Similarly, I believe that a reasonable trier of fact might conclude that by reason of the contractual obligations and benefits created between the parties a relationship equivalent to a fiduciary relationship existed so as to give rise to a duty of good faith and fair dealing between them. See Union Miniere, S.A. v. Parday Corp. (1988) Ind.App., 521 N.E.2d 700.
Be that as it may, it is only common sense to acknowledge as a sound legal principle that inherent in every contractual relationship is a duty upon the parties to act reasonably, fairly, and in good faith. See RESTATEMENT SECOND OF CONTRACTS § 205 (1981) (providing that “[ejvery contract imposes upon each party a duty of good faith and fair dealing in its performance and its enforcement” (emphasis supplied)). As acknowledged by the majority, the UCC has adopted this principle. See I.C. 26-1-1-203 (Burns Code Ed. Repl.1992) (stating that “[ejvery contract or duty within IC 26-1 imposes an obligation of good faith in its performance or enforcement”). Furthermore, because Seyfert may be considered a “merchant” under the Code, it was also required to observe “reasonable commercial standards of fair dealing in the trade.” See I.C. 26-1-2-104 (Burns Code Ed. Repl.1992) (defining merchant as a “person who deals in goods of the kind”); I.C. 26-1-2-103 (Burns. Code Ed. Repl.1992 & Supp.1998) (defining ‘“Good faith’ in the case of a merchant” as “honesty in fact and observance of reasonable commercial standards of fair dealing in the trade”).
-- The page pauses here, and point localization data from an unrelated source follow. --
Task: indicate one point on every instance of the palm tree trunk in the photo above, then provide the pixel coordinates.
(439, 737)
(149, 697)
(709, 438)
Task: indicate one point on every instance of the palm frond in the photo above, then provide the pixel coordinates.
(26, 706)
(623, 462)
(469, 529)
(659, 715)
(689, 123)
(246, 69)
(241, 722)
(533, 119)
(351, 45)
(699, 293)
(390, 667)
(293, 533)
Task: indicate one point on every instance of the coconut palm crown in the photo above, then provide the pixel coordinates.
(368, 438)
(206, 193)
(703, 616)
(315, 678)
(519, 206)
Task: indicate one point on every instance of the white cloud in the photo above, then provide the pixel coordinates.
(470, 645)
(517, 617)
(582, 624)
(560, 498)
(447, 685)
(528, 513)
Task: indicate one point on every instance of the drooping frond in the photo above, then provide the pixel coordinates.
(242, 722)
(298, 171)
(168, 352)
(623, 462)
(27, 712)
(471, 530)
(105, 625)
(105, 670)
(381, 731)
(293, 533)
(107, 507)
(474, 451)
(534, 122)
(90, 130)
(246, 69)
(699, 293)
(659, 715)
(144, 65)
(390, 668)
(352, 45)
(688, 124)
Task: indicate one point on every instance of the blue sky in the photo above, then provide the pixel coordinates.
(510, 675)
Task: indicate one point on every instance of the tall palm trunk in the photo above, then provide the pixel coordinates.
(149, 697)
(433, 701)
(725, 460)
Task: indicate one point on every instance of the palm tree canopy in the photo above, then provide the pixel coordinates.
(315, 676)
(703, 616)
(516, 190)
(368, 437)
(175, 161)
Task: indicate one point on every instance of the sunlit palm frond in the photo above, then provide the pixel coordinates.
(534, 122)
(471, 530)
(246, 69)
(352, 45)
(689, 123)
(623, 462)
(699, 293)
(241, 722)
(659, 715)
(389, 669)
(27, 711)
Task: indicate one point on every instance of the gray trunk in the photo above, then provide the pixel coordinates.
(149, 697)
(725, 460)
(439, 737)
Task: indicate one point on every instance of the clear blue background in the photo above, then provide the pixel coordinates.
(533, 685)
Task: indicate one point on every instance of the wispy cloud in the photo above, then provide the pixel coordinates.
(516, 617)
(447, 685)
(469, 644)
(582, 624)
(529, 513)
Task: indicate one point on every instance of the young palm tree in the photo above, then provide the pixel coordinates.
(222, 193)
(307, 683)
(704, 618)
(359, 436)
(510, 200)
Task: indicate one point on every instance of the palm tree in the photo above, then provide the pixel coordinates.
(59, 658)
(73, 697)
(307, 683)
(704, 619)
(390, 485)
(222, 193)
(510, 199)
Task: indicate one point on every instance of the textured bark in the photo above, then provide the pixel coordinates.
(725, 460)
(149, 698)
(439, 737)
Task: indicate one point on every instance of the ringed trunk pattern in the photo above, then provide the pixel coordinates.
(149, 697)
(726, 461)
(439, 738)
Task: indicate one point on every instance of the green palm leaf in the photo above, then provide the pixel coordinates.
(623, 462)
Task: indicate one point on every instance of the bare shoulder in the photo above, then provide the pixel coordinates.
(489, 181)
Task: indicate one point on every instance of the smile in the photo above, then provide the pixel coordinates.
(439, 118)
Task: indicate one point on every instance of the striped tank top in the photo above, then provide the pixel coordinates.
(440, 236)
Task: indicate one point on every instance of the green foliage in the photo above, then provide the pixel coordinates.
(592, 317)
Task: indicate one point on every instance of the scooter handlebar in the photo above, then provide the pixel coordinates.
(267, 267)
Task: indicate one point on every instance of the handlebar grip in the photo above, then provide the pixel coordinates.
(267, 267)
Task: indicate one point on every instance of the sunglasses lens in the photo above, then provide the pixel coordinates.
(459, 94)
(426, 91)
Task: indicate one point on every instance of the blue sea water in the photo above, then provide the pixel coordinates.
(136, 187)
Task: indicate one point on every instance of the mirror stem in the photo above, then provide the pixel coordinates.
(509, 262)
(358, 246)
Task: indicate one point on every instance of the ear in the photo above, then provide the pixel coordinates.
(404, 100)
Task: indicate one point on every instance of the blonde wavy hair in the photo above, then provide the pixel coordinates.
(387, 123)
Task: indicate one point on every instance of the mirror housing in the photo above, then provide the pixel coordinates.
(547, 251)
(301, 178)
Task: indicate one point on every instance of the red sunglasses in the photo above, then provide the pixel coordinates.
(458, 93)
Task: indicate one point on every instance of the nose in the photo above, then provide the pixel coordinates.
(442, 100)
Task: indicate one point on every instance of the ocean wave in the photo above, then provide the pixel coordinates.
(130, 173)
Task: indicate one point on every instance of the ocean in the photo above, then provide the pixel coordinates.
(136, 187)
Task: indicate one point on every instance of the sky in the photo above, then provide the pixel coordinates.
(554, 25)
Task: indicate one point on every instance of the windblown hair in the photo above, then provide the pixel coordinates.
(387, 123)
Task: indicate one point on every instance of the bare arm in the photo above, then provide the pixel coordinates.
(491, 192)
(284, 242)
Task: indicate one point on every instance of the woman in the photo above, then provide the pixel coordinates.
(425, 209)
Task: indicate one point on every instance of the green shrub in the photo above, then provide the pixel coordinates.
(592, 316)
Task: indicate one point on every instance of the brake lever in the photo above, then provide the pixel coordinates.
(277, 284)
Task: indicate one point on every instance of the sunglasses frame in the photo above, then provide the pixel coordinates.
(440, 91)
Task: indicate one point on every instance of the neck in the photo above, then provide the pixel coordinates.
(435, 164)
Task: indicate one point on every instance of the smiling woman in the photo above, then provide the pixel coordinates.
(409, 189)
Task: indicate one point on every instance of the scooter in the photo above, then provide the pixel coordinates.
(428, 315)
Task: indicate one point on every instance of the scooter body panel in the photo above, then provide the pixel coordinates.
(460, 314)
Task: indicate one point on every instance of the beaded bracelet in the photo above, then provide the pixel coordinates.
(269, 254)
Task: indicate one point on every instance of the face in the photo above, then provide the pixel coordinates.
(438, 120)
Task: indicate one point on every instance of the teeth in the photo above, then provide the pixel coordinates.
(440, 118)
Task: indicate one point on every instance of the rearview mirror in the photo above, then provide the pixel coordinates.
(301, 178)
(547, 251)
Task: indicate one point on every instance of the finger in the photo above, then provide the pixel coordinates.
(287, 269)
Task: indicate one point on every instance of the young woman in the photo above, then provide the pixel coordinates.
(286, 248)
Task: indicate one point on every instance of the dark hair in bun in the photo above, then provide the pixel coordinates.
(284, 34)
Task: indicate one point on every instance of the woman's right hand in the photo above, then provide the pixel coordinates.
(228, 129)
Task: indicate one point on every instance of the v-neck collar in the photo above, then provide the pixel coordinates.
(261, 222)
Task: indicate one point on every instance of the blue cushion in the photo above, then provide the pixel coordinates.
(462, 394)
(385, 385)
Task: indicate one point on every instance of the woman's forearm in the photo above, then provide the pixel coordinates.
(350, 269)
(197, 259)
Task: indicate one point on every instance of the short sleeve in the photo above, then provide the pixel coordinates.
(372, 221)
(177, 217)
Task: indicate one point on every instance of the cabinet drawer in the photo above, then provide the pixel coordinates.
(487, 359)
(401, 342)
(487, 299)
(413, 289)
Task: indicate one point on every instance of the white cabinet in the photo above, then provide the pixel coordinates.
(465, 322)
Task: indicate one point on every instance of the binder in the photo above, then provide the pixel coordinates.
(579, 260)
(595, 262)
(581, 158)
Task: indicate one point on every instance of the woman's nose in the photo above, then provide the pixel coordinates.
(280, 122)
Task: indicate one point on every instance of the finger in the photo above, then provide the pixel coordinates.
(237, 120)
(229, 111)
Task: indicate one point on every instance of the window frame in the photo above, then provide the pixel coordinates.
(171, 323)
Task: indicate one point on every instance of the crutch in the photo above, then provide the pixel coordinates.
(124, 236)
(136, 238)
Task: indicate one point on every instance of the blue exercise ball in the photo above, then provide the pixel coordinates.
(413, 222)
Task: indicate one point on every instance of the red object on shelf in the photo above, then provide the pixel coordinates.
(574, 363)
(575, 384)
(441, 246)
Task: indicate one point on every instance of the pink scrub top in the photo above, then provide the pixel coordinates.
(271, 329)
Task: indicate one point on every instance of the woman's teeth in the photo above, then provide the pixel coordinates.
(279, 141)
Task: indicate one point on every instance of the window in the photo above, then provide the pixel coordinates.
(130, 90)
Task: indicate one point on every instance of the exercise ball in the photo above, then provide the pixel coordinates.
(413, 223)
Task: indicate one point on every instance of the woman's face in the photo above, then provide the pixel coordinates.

Although I agree with the majority that Section 203 does not create an independent cause of action for breach of good faith, I cannot agree with the majority’s assertion that “Best did not assert any breach of a distributorship agreement (contract) in its counterclaim.” Slip op. at 19. In Count III of its counterclaim, Best alleged that prior to Seyfert’s attempt to terminate the relationship, Seyfert engaged in several activities, including selling Seyfert’s products to Best’s customers, hiring Best’s drivers to work in sales areas and contacting Best’s existing customers and engaging in activities which caused Best to lose sales to these customers. Thus, Best’s counterclaim is susceptible to proof that Seyfert, by engaging in these certain activities, failed to act in good faith and deal fairly.
I would remand to the trial court for a determination by the trier of fact as to whether a fiduciary relationship existed between Seyfert and Best and whether Seyfert, by engaging in certain activities, failed to deal fairly and in good faith in its contractual relationship with Best and if so, what damages, if any, were sustained by Best.
In all other respects, I concur in the affir-mance of the partial summary judgment.